I'm into the intense part of the purging project. The boxes with old letters and memorabilia. Good heavens. I used to be quite a correspondent. There's a lot to think about, seeing fragments of my old life.
In my senior year of college I had to tell my life story. I just found the box with my notes, as well as the box of responses from those who heard me tell it. Anyway, here's an excerpt I wrote back in 1994 about why I sail. I've written something similar here and here, but writing this bit was when I really figured out and put words to my love of sailing for the first time:
Why do I sail? There are simple answers and complex ones to that question. The simple ones are that my dad is a sailmaker. I've done it all my life. It's what one does. I'm good at it. Now it has become wrapped around my life so much that it occasionally feels like too much. I don't live on campus; I live upstairs at the yacht club. I am a senior on the sailing team and there are many reasons why I couldn't stop sailing. All the people I know sail whenever they can. What else would you do on a free afternoon?

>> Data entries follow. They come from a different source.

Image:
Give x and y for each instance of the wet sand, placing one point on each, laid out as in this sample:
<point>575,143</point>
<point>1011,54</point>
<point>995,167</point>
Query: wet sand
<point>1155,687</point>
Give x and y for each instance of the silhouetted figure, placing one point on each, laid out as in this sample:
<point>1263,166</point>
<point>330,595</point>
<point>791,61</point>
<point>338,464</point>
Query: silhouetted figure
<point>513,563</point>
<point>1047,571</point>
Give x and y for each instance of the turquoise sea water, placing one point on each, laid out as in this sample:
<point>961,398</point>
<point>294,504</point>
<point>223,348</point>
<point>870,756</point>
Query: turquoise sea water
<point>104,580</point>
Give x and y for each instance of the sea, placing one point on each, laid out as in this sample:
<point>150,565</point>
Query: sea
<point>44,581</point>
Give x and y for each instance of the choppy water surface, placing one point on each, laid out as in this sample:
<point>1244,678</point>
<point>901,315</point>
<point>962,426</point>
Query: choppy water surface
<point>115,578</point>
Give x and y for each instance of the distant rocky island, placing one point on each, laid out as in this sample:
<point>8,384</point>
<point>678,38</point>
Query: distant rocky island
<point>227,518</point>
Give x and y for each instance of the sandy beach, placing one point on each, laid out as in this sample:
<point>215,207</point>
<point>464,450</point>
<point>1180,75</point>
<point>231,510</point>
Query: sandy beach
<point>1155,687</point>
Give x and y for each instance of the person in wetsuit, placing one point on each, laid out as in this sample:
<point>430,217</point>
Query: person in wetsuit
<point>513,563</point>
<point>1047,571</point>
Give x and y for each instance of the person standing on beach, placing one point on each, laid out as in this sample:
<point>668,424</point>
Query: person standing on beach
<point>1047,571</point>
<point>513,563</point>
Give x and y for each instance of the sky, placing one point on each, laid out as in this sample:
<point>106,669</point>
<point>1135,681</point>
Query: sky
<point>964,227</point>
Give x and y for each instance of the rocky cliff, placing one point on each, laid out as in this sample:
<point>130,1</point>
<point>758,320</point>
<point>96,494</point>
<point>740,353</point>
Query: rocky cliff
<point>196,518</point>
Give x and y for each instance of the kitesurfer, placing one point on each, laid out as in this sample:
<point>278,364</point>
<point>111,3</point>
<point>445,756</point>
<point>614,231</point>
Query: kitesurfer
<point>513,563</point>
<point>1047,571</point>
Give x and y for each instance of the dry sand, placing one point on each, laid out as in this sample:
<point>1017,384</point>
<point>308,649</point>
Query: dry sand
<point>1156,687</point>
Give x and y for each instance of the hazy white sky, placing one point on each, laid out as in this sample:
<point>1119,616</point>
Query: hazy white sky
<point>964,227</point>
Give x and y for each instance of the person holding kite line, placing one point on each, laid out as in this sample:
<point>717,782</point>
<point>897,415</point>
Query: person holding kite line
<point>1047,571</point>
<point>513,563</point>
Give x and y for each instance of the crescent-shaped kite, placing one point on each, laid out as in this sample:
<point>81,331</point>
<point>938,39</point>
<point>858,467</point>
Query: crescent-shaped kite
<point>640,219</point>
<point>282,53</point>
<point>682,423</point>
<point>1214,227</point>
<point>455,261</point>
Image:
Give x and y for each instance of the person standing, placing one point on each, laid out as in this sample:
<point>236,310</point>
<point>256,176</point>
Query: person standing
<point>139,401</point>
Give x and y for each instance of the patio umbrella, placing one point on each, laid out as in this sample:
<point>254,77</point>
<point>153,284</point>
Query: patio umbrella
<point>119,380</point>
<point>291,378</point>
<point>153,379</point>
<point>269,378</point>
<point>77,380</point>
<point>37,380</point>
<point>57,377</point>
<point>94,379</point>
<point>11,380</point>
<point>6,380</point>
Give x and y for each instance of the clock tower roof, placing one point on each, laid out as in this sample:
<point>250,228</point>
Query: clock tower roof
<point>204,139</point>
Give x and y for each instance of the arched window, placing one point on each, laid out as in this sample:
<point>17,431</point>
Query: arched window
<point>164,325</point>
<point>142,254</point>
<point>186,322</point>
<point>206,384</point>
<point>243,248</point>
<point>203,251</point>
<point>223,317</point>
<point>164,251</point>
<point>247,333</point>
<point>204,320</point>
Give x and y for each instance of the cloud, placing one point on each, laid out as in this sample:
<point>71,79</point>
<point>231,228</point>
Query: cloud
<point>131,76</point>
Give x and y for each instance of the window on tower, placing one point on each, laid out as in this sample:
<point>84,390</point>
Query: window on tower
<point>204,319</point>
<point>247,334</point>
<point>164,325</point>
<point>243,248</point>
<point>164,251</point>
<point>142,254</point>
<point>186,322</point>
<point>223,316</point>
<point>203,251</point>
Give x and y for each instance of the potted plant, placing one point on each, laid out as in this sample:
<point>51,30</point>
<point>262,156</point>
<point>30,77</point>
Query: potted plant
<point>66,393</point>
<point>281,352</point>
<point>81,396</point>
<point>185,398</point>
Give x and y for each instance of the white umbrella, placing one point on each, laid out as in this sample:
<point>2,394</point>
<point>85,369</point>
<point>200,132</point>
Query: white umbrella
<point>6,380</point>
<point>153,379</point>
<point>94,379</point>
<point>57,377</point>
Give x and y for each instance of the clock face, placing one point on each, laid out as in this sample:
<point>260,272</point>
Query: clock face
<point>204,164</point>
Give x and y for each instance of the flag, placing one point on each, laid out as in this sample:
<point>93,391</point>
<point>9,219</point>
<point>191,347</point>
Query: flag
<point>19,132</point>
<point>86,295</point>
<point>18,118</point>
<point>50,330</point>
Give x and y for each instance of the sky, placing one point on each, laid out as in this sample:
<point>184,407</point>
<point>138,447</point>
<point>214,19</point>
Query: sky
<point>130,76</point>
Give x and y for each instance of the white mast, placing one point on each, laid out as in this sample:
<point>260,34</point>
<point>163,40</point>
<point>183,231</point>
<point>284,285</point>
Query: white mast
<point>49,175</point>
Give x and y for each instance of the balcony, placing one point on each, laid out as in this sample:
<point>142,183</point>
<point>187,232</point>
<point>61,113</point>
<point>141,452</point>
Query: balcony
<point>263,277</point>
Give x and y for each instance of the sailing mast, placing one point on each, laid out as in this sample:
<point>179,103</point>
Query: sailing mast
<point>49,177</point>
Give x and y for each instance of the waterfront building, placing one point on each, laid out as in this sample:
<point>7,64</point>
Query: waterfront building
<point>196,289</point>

But I also sail because I have never found anything that is better. The thing that is amazing about sailing is that when I am sailing (and when I say 'sailing' I actually mean 'racing' -- we'll get to that in a minute) I feel like I am using myself as much as I can. Mayn people think of sailing as riding around on a boat. It is sometimes that. But that's not what I am talking about.
To sail well, you have to be completely in tune with your environment, and to do that, you have to use every little bit of yourself. You have to be able to see the wind, and to know when it will get to you, and how strong it will be then, and what you need to do with your body when it hits to transmit the force of the wind into forward velocity. You need to be able to read the waves, to know what kind of waves they are and how they will eddy around your boat, when to ooch your body to push the boat over the crest of the wave and down its slope. You need to be able to read the current below the surface. So you are so alert -- you are noticing every ripple on the waves, every flag or tree branch around where you are sailing, what the clouds look like above you and what those might mean.
But you are using your body, too -- not just to balance the boat but to feel it. You're sitting on this boat and that means you're touching it in a number of places. Your feet are touching the boat. With my feet I feel the water flowing below the hull -- if it is very turbulent, that means our weight isn't on the smoothest part of the hull. My calves are touching the hull. My butt is on the hull, and I can feel changes in angle as the boat heels more or less. My right hand is on the tiller. With it I steer, but I also feel the tug on the rudder. If the boat is perfectly balanced, you don't need a rudder. We practice without one; by using our body weight we can adjust the forces of the water flowing past the centerboard. So with my hand and the rudder's tug I can gauge how out of balance those forces are -- I feel it and know what I have to do to change them. With my left hand I feel the tug of the mainsail. I have to fight the wind to keep the main trimmed in. I have to know whether it is trimmed enough, or too much, or whether we are stalled. There is so much to know about the shape of the foils -- the right decision about how to trim the sails depends on how much it is blowing, and how flat the water is, and a number of other things. That complexity is neat, but what I really like is that you need to know not just the theory, but the physical manifestations of these things -- how it feels when the main is stalling, what that certain pull in your arm means. Every sensation has a purpose and a meaning.
When my hair was longer I used to wear it in two braids, like Heidi or Pippi Longstocking or something. I told people it was superstition, but the truth is when you're sailing downwind the little hairs on the back of your neck can detect small variations in breeze better than anyplace else. In summer I wear just a bathing suit because the hairs on the back of my arms are similarly sensitive.
There's more to sailing than the sensations. All of those things I was talking about noticing are strategic. I can't shut them off even when I'm sailing to relax -- today on a casual sail I was counting down the seconds until the wind puffs arrived, and ooching the boat over waves. But in a boat race there are not only all of these forces. There are also other boats. So there are tactics to think about -- how to position your boat to beat the other boats. It's like a big chess game. When two boats converge, one is always right. One always has some advantage. You can beat somebody by being faster or by being smarter -- like maneuvering a car in heavy heavy traffic and gaining ground.
There's always more to know. It is both analytical and instinctive; physical and mental. I haven't found anything else like it for tuning me into the world, and for making me feel engaged and alive.